Erano passati una decina di giorni dal suo compleanno, e noi stavamo passeggiando per il paese, mano nella mano. Ma sempre all'erta, nel caso avessimo trovato qualcuno che non doveva sapere di noi.
«Sì?» rispose voltandosi a guardarmi.
«Quest'anno non insegni più al liceo, vero?».
«No. La tua era l'ultima classe a studiare musica, nel nuovo ordinamento non è prevista.
Ma mi hanno chiamato alla scuola media, il prof che c'era è andato in pensione, mi hanno dato la cattedra lì» spiegò.
«Oh bene» commentai non riuscendo a bloccare un sorriso.

«Bene? Perché, Elisa?» indagò scrutandomi.
«Così non avrai un branco di ragazze che ci provano con te. È un sollievo».
Lui rise. «Se è per questo, anche quest'anno qualcuna ha messo a dura prova la mia pazienza... Purtroppo per loro, io non sono così facile da incantare. Anche se in effetti, tu ci sei riuscita».
«Io non ho fatto niente» replicai arrossendo «Nel caso non te ne fossi accorto, io ho tentato in tutti i modi di tenermi distante da te» mormorai ripensando a tutti i nostri discorsi.
«Lo so bene, Piccola Solitaria» rispose sorridendo.

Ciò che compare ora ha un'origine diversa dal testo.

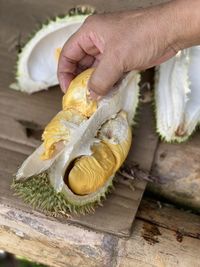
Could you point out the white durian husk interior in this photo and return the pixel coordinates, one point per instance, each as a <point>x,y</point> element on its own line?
<point>177,95</point>
<point>124,97</point>
<point>37,63</point>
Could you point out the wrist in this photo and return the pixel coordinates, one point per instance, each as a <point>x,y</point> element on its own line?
<point>185,18</point>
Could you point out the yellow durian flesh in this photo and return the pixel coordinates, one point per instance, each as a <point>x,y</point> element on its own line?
<point>117,135</point>
<point>89,173</point>
<point>77,95</point>
<point>58,130</point>
<point>77,107</point>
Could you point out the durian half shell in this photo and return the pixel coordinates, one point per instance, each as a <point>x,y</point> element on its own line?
<point>177,95</point>
<point>43,183</point>
<point>37,62</point>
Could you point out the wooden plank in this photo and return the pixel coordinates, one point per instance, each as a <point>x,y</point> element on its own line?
<point>51,242</point>
<point>177,166</point>
<point>116,215</point>
<point>152,246</point>
<point>183,223</point>
<point>59,244</point>
<point>19,112</point>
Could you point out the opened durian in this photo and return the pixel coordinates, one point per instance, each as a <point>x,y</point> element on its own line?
<point>177,95</point>
<point>37,62</point>
<point>83,147</point>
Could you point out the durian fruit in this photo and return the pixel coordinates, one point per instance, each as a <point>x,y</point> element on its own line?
<point>177,95</point>
<point>37,62</point>
<point>83,147</point>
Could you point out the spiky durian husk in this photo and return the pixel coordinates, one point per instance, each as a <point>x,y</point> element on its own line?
<point>80,11</point>
<point>177,105</point>
<point>40,194</point>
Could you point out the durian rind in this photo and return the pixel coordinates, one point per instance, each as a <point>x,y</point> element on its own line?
<point>24,82</point>
<point>38,192</point>
<point>33,168</point>
<point>177,108</point>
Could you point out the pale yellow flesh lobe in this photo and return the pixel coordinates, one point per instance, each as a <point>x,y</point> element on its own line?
<point>120,151</point>
<point>57,130</point>
<point>91,172</point>
<point>77,107</point>
<point>77,95</point>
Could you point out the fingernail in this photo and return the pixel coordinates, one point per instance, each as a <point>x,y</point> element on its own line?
<point>94,96</point>
<point>63,84</point>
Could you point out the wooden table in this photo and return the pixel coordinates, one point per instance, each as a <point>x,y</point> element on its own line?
<point>110,237</point>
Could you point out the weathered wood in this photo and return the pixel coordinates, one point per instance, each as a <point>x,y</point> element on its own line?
<point>59,244</point>
<point>24,116</point>
<point>184,223</point>
<point>155,246</point>
<point>177,166</point>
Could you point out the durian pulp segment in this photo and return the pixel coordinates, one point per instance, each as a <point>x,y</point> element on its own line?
<point>77,95</point>
<point>87,135</point>
<point>76,108</point>
<point>117,135</point>
<point>81,143</point>
<point>177,96</point>
<point>37,62</point>
<point>89,173</point>
<point>60,128</point>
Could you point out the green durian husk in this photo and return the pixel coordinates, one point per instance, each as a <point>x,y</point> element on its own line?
<point>40,195</point>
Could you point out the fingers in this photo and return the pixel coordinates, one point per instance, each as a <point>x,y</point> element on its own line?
<point>78,53</point>
<point>67,64</point>
<point>106,74</point>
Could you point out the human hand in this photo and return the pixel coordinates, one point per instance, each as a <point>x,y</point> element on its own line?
<point>119,42</point>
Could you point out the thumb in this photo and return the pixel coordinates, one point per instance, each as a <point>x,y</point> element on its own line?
<point>106,74</point>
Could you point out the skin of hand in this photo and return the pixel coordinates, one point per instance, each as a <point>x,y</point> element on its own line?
<point>117,43</point>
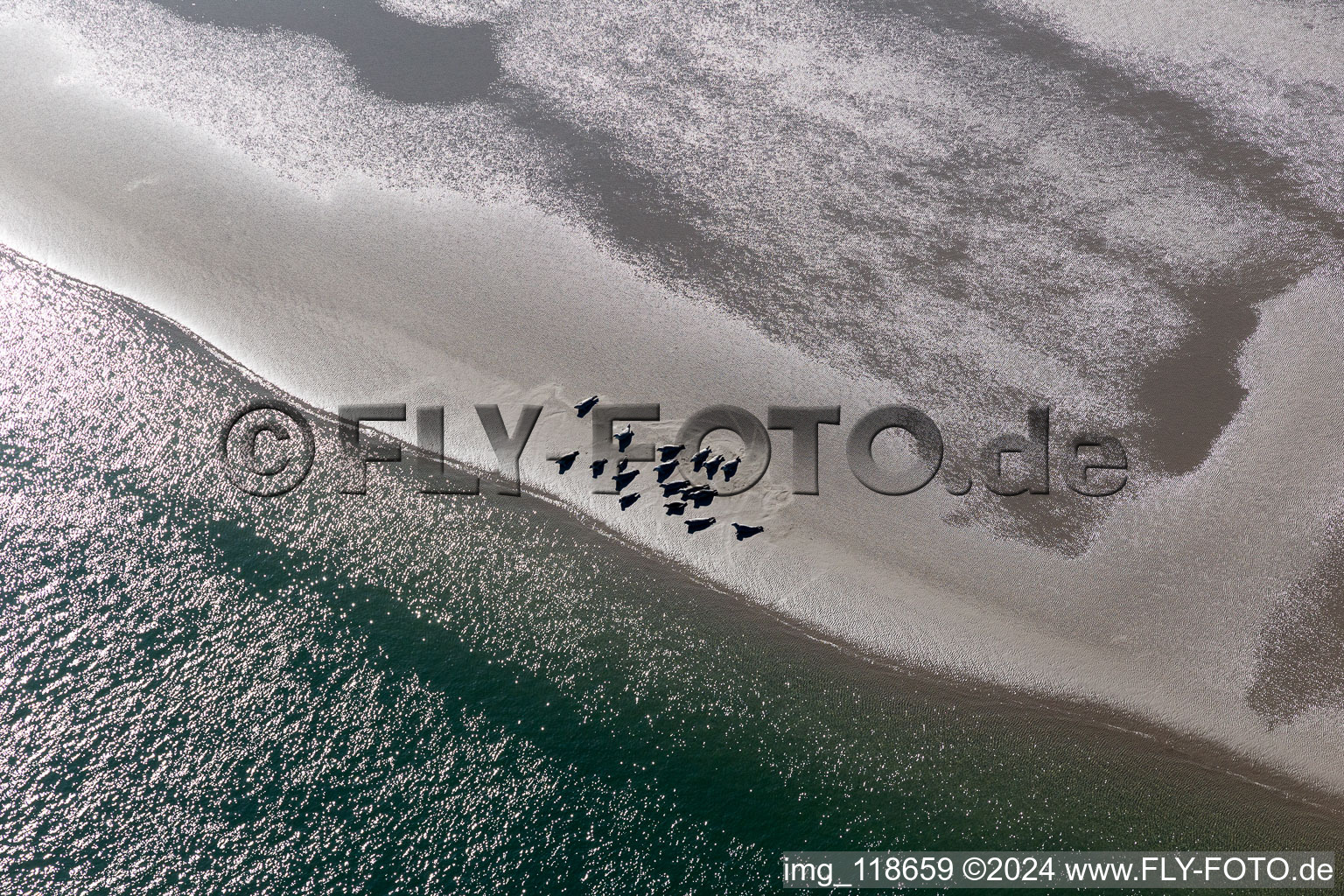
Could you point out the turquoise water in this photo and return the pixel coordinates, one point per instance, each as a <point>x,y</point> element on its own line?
<point>207,692</point>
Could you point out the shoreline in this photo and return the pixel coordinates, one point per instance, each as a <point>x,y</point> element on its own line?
<point>1132,731</point>
<point>536,309</point>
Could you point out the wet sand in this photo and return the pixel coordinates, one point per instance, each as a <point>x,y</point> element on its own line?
<point>350,291</point>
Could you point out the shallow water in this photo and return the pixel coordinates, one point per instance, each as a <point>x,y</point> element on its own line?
<point>396,693</point>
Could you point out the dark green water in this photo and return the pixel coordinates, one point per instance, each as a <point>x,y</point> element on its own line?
<point>320,693</point>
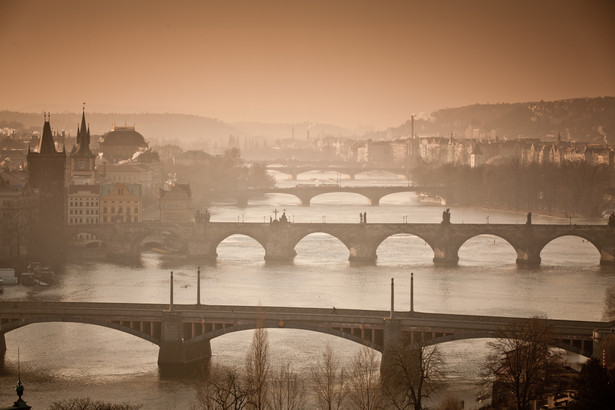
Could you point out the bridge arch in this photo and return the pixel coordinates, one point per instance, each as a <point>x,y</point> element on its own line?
<point>8,327</point>
<point>467,242</point>
<point>541,246</point>
<point>164,237</point>
<point>335,242</point>
<point>403,235</point>
<point>215,243</point>
<point>345,191</point>
<point>348,335</point>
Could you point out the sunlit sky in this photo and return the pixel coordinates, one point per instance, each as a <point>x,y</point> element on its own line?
<point>347,62</point>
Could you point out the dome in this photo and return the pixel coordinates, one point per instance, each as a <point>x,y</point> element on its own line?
<point>126,136</point>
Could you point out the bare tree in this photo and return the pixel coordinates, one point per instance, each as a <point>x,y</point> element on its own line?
<point>257,366</point>
<point>609,303</point>
<point>329,381</point>
<point>520,360</point>
<point>415,371</point>
<point>222,388</point>
<point>88,404</point>
<point>364,383</point>
<point>287,390</point>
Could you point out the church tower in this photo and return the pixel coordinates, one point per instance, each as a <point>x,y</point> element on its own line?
<point>82,171</point>
<point>46,170</point>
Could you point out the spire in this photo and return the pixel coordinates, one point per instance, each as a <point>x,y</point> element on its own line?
<point>46,145</point>
<point>83,138</point>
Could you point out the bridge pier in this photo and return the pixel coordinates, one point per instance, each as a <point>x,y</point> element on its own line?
<point>392,335</point>
<point>374,200</point>
<point>607,256</point>
<point>174,351</point>
<point>280,245</point>
<point>528,257</point>
<point>363,253</point>
<point>445,256</point>
<point>279,252</point>
<point>2,347</point>
<point>604,346</point>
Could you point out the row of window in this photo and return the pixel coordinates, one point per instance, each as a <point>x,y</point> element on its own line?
<point>83,220</point>
<point>120,218</point>
<point>120,210</point>
<point>80,211</point>
<point>80,203</point>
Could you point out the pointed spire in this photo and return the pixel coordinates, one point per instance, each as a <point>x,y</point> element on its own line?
<point>46,145</point>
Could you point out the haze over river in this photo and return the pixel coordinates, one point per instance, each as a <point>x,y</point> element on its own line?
<point>64,360</point>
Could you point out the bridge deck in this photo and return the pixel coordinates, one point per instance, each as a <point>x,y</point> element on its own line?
<point>339,317</point>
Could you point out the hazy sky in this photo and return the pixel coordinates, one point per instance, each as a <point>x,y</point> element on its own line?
<point>348,62</point>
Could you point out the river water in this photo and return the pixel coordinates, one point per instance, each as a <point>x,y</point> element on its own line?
<point>63,360</point>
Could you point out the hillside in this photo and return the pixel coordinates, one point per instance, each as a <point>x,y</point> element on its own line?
<point>188,130</point>
<point>578,119</point>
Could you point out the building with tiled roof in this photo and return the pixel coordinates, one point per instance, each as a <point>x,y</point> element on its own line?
<point>120,203</point>
<point>121,143</point>
<point>83,205</point>
<point>176,204</point>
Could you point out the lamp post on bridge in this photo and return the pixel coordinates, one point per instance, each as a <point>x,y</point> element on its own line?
<point>198,285</point>
<point>171,293</point>
<point>392,297</point>
<point>411,292</point>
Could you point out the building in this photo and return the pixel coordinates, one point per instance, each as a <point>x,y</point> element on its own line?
<point>46,169</point>
<point>121,143</point>
<point>176,204</point>
<point>129,174</point>
<point>120,203</point>
<point>46,176</point>
<point>81,160</point>
<point>83,205</point>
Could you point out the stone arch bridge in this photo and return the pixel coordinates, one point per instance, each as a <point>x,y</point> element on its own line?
<point>362,240</point>
<point>183,332</point>
<point>305,193</point>
<point>295,170</point>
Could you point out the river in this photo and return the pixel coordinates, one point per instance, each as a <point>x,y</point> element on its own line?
<point>64,360</point>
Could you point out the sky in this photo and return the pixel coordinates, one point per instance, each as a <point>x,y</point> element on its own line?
<point>344,62</point>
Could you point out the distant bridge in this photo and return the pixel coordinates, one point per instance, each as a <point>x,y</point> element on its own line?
<point>305,193</point>
<point>183,332</point>
<point>361,239</point>
<point>351,171</point>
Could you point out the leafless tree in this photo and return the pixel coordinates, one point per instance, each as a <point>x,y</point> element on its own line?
<point>88,404</point>
<point>415,371</point>
<point>329,381</point>
<point>257,367</point>
<point>609,303</point>
<point>364,382</point>
<point>520,359</point>
<point>451,403</point>
<point>287,390</point>
<point>222,388</point>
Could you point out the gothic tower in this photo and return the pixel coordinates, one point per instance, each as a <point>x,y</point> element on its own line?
<point>46,170</point>
<point>82,160</point>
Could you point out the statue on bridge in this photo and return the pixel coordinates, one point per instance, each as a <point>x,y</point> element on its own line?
<point>200,217</point>
<point>446,217</point>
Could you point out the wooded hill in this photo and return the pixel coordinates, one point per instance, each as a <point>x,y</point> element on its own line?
<point>578,119</point>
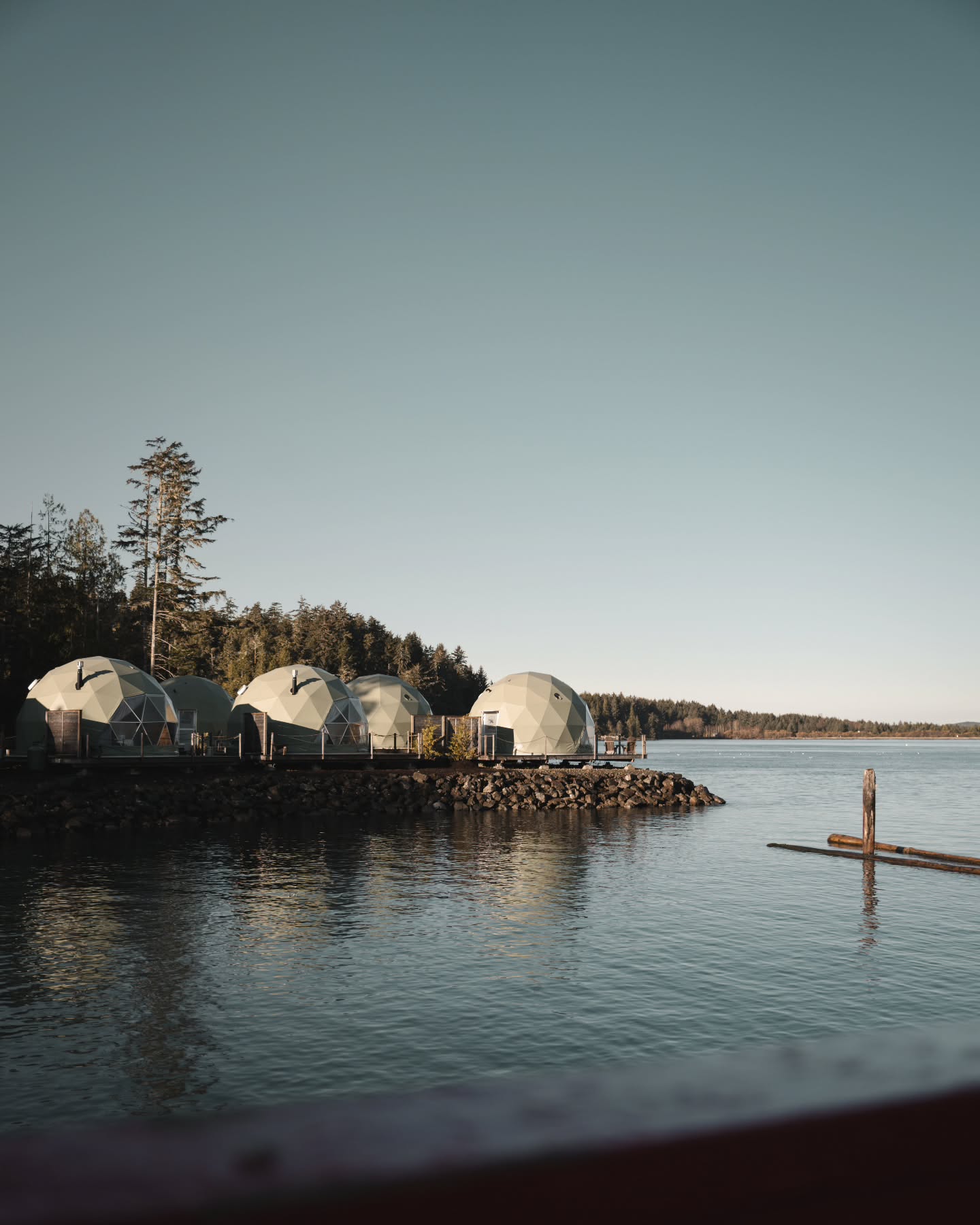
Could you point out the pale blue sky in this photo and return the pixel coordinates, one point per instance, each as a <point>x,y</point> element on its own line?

Rientrammo a casa sua, e io presi in braccio Spark, coccolandolo un po'. Amavo i gatti, erano così adorabili!
Lui andò a recuperare il portatile e si sistemò su divano a preparare delle cose per la scuola.
Mi sedetti al suo fianco.
«Ogni volta che torno a casa dopo essere stata con te, mi sento sotto verifica da parte di mia mamma» annunciai all'improvviso «Scommetto che ha capito tutto molto tempo fa».
Sbuffai.

Gabriele alzò gli occhi, incontrando i miei «A mia madre non ho mai potuto nascondere niente. Ha sempre capito tutto: quando ero triste, quando ero arrabbiato, se avevo litigato con i miei amici... Per quanto cercassi di tenerle nascoste queste cose, lei ne era sempre al corrente. Sarà l'intuito femminile mischiato all'amore materno, non lo so, ma ci capiscono meglio di chiunque altro».
«È che volevo aspettare a dirglielo. Stiamo insieme da poco e...» feci un sospiro «...ho paura».

Lui spostò il portatile dalle sue gambe al divano, poi si girò verso di me.
«È un mese oggi, Piccola Solitaria» disse avvicinandosi fino ad incantarmi con i suoi occhi meravigliosi.
«Lo so» sussurrai «Ma mi sembra molto di più».
«Anche a me» ribatté lui, avvicinandosi e posando le sue labbra sulle mie.

Assaporai il corto e dolce contatto con lui, poi lo lasciai tornare a prestare attenzione al suo lavoro.
Da lì a una decina di giorni sarebbero ricominciate le scuole. E il tempo per stare insieme sarebbe calato notevolmente, purtroppo. Quindi stavo cercando di godermi la sua compagnia più che potevo.

Il fatto di sapere che sarebbe andato ad insegnare alla scuola media era un immenso sollievo.
Mi fidavo di lui. Ma già sopportare i commenti su di lui per nove mesi non era stato per niente semplice. E a quel tempo lui non era nemmeno mio. Quindi non avevo avuto nessun motivo per essere "gelosa", ma in realtà sotto sotto lo ero stata ogni volta in cui qualche ragazza aveva fatto apprezzamenti su di lui.
Anche se non avevo nessuna esclusiva su di lui, anzi, ero stata convinta che piacergli fosse una cosa irrealizzabile.

E alla fine mi ero dovuta ricredere. A quanto pare gli piacevo!

Presi il libro che mi ero portata, Hunger Games (il primo) e ricominciai a leggere dal punto in cui l'avevo lasciato la sera precedente.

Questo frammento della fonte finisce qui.